I recently finished reading Clean Code by Robert C Martin (uncle Bob), a renowned author. The book has hugely changed the way that I used to write code. After reading this book, I can say that my code is more readable and less repetitive and error prone. Every software developer who aspires to be better at their craft should read this book. In this blog post, I will discuss some of the key concepts outlined by him on how to write Clean Code.

Meaningful names

The first step in writing clean code is to give meaningful or domain specific names to variables, methods, classes, files and directories. Having intention revealing names helps to enhance readability of the code.

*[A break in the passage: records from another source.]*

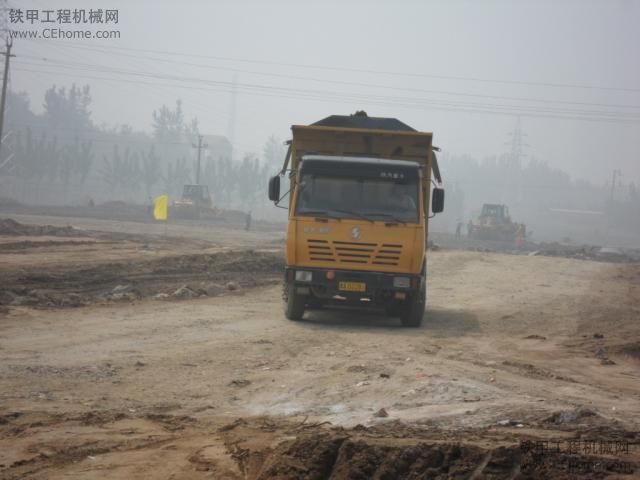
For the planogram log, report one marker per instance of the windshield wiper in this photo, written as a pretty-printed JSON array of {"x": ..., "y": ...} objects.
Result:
[
  {"x": 351, "y": 212},
  {"x": 313, "y": 212},
  {"x": 391, "y": 216}
]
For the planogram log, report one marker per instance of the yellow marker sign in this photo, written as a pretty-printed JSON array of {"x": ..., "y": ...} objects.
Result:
[{"x": 161, "y": 204}]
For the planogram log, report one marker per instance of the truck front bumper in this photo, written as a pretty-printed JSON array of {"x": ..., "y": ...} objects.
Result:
[{"x": 352, "y": 286}]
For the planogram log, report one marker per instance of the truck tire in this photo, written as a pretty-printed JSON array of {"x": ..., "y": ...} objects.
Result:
[
  {"x": 413, "y": 312},
  {"x": 294, "y": 306}
]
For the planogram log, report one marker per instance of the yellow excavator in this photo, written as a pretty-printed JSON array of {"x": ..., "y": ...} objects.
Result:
[
  {"x": 494, "y": 223},
  {"x": 194, "y": 203}
]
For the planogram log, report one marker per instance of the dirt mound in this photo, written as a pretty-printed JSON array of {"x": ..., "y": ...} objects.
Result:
[
  {"x": 167, "y": 278},
  {"x": 9, "y": 226},
  {"x": 335, "y": 457},
  {"x": 630, "y": 349}
]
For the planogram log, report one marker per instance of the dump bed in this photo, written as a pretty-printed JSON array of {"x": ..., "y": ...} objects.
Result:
[{"x": 361, "y": 142}]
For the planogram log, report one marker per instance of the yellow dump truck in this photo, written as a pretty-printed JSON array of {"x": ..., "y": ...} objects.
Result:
[{"x": 359, "y": 199}]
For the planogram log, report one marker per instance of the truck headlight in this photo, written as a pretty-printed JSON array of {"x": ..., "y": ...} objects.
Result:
[
  {"x": 302, "y": 276},
  {"x": 401, "y": 282}
]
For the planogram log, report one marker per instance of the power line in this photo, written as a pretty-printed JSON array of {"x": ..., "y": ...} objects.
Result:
[
  {"x": 343, "y": 82},
  {"x": 374, "y": 99},
  {"x": 369, "y": 71}
]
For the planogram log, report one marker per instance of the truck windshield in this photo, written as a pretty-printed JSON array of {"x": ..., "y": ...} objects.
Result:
[{"x": 345, "y": 197}]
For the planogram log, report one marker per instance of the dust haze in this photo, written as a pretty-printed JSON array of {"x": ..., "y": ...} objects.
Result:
[{"x": 167, "y": 310}]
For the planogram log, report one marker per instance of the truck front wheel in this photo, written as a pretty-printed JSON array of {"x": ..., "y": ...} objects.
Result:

Smaller functions and classes

The size of functions and classes should be kept small. They should do one thing and do it very well. Moreover, they should adhere to the Single Responsibility Principle (SRP) which states that there should be only one reason to change them. If the size of a function or a class gets larger, then there are high chances that it is trying to do a lot of things.

Minimal comments

A clean code should have minimal comments. The reason being comments are not maintained the same way as a code so they could mislead. Therefore, programmers should try to express themselves more in the code rather than making it up by adding comments.

No duplication

It is also known as the DRY (Don’t Repeat Yourself) principle. Code repetition is undoubtedly a huge obstacle to productivity and introduces opportunities for errors in software.

Error Handling

Things can go wrong, and when they do, error handling is a way to ensure that code does what it needs to do. Error handling not only makes the code aesthetically clean but also promotes the separation of concerns.

Automated tests

Automated tests are an essential part of high quality code. Apart from helping developers to be confident in what they built, they promote writing smaller functions and create separation of concerns. Based on my personal experience, I can say that the more automated tests coverage I’ve, the more I can be confident in the changes I’ve made won’t break the existing features. An important point, as quoted by the author, is that “Test is just as important as production code” and should be maintained at the same level.


Refactoring is needed to refine the overall system as the project grows in scope. In the process, code is moved from one place to another, classes and methods are made smaller and possibly renamed to eliminate duplication, and to ensure expressiveness of the code.


Readability is an important aspect of clean code as it affects maintainability and extensibility of the code long after it has been authored. Readability of code can be enhanced by clarity, simplicity, and density of expression.

First make it work, then make it right

This is one of the principles which I often follow not only at work but also in my daily life. The author says that we need to try to make something workable first and then only optimize or clean it. This is because it can be daunting to try to make it right from the beginning.

The author points out that the majority of the cost of a software project is in long-term maintenance. So the clearer the code is, the less time will be spent on understanding it and as a result, minimizes the cost of maintenance.

My 2 cents on Clean Code

From my own experience, I can say that maintaining a cluttered codebase is expensive because of the high technical debt. The changes which should take a few minutes could take hours if the code isn’t clean and still developers cannot be confident that the changes they made won’t break the existing features. Oftentimes, I’ve seen companies start afresh rather than trying to save the sinking ship. Therefore, writing clean code is highly important for the long term maintenance, extensibility and scalability of a software project.